Upgrading projects running as Microsoft Azure App Services Web Apps is similar to upgrading a standard project, with the difference that you must export the database from the Azure SQL server and import it to your on premise server.

Part 1 - Project upgrade with a test database upgrade

Database export

  1. Create a copy of your Azure database on the same Azure SQL server. Creating a copy of a running database ensures that the copied database stays consistent, unlike database export performed in the next step, which may result in a faulty export.
    1. Open the Azure management portal and select your SQL database.
    2. Click Copy on the Overview tab.
    3. Copy the database to the same Azure SQL server.
  2. Export the copied Azure database and import it to your on premise server:
    1. Open Microsoft SQL Server Management Studio and connect to your Azure SQL server (it is recommended to always use the latest version of Management Studio to remain compatible with Azure SQL Database updates).
      • You can find the name of your database server in the Azure management portal on the Overview tab. Enter the username and password that you used to create the Azure SQL server.
      • To connect to the Azure SQL server, you need to configure the firewall rules for the server in the Azure management portal – select your SQL database, click Set server firewall on the Overview tab, and add firewall rules for your local machine.
    2. Right-click the copied database and select Tasks -> Export Data-tier Application.
    3. Save the database export to the disk.
    4. Connect to your own SQL server.
    5. Right-click the Databases node and select Import Data-tier Application.
    6. Import the exported database to your server.

Project upgrade

  1. Set the connection string in the web.config files of your projects to the imported database on your server.
  2. Perform the required Steps before the upgrade.
  3. Run the upgrade utility for your local project (see Applying the upgrade).
  4. Be sure to open the upgraded administration site in a browser and wait for the upgrade procedure to finish.
    • When handling the first request, the system performs certain tasks required to finalize the upgrade. Processing of the first request may take longer than usual.
  5. Perform the required Steps after the upgrade and test your site.
    • If you need to make any database changes, track these changes so that you can replicate them again later on the production database.
  6. Remove the connection string from the web.config files and deploy the projects to your Azure Web Apps. You can use a staging environment.

    • It is essential not to include the connection string to ensure that the application does not start after the deployment, which could cause problems with the web farm server settings.
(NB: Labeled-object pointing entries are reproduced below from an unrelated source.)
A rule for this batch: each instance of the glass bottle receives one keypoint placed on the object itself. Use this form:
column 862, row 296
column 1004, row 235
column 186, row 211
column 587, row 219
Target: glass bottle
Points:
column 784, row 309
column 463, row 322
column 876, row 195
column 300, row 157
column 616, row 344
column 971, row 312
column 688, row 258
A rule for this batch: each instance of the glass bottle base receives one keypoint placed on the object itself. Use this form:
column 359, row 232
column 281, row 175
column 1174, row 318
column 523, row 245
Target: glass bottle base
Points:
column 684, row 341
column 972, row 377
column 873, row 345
Part 2 - Production database upgrade

When you have upgraded your code files and uploaded your project to a staging environment, you can now shut down your production website and upgrade the production database.

Database export

  1. Export your production database from the Azure SQL server and import it to your on premise server.

Database upgrade

  1. Run the SQL upgrade script on the newly imported database on your server:
    • If you have a standard Xperience database, run the upgrade.sql script located in the SQL folder of your upgrade installation directory.
    • If your project uses a separated on-line marketing database, expand the SQL\Separation folder in your upgrade installation directory and run the scripts in the following order:
      1. separated.sql (against the separated on-line marketing database)
      2. default.sql (against the main Xperience database)
  2. Set the connection string in the web.config files of your projects to the new database on your server.
  3. Open the project in a browser and wait for the upgrade procedure to finish.
  4. Perform any database changes that you tracked previously during the test database upgrade.
  5. Export your upgraded database from your on premise SQL server and import it to the Azure SQL server into a new database:
    1. Export the upgraded database to a BACPAC file.
    2. Import the BACPAC file to your Azure SQL Database.
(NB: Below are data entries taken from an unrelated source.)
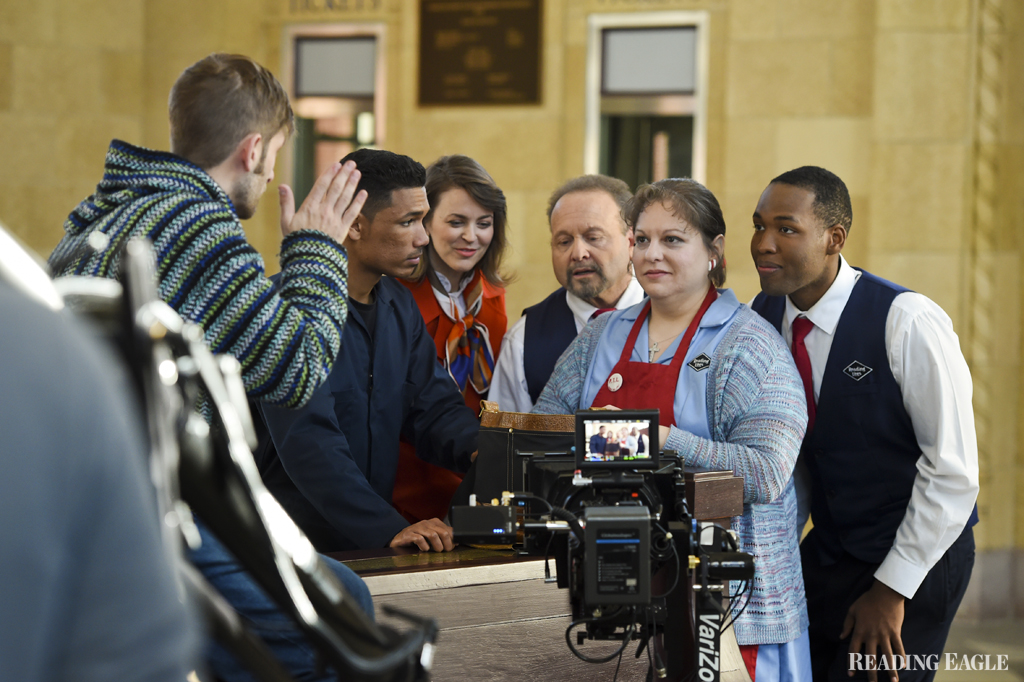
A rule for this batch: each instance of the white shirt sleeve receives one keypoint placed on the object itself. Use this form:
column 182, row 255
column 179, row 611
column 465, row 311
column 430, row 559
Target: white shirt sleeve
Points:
column 508, row 383
column 927, row 363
      We recommend that you do not delete the original database immediately and wait after you have tested the upgraded database.
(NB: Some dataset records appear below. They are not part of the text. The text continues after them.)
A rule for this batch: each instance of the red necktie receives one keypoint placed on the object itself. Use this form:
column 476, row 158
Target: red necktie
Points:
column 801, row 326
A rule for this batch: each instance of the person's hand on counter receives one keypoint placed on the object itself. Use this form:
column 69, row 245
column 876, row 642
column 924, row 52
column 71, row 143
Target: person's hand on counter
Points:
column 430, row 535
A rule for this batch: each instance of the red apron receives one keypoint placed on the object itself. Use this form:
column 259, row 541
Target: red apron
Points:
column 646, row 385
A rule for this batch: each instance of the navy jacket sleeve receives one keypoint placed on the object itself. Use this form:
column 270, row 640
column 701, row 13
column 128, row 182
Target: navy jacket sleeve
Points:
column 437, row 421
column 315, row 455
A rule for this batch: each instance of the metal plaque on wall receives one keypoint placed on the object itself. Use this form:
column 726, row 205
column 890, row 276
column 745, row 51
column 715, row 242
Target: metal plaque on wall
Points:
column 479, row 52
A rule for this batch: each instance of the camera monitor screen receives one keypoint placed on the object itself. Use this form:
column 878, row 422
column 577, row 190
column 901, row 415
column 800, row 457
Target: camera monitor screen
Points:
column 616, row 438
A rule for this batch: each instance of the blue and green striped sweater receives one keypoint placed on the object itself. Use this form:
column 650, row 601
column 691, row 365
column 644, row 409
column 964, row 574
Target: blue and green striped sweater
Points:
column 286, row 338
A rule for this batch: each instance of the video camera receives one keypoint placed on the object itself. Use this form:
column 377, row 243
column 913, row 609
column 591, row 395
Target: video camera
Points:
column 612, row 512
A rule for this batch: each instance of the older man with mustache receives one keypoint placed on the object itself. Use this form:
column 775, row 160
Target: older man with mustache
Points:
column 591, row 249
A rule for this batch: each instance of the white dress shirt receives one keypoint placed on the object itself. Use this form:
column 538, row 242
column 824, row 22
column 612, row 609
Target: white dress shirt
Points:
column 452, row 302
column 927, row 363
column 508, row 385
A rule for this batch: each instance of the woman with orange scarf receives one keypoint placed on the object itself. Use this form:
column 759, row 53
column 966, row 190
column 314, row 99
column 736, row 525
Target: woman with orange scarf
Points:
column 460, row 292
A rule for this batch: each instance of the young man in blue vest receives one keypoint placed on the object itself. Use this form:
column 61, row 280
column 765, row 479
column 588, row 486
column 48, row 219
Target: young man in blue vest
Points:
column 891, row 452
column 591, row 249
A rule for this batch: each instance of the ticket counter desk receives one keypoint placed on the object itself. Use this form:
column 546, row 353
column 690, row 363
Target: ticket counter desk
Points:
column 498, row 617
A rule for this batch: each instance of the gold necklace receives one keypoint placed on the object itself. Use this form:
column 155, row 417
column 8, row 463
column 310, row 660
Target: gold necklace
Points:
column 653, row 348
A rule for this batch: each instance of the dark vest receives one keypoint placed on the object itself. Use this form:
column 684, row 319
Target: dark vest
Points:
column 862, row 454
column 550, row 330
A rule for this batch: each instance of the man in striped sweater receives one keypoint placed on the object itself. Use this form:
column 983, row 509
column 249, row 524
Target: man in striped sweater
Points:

  6. Set the connection string of your previously deployed projects (in the staging environment) to connect to the newly upgraded database.
  7. Swap the staging deployment with your production deployment.
  8. Open your website in the administration interface and open the Event log application and check if any errors occurred.

Your project files and database are now upgraded. When you have adequately tested your website and you are sure it is running as expected, you can delete your original Azure SQL database, the copied database and the staging deployment. You can also add the connection string in the web.config file of your local project to have it prepared for future deployments.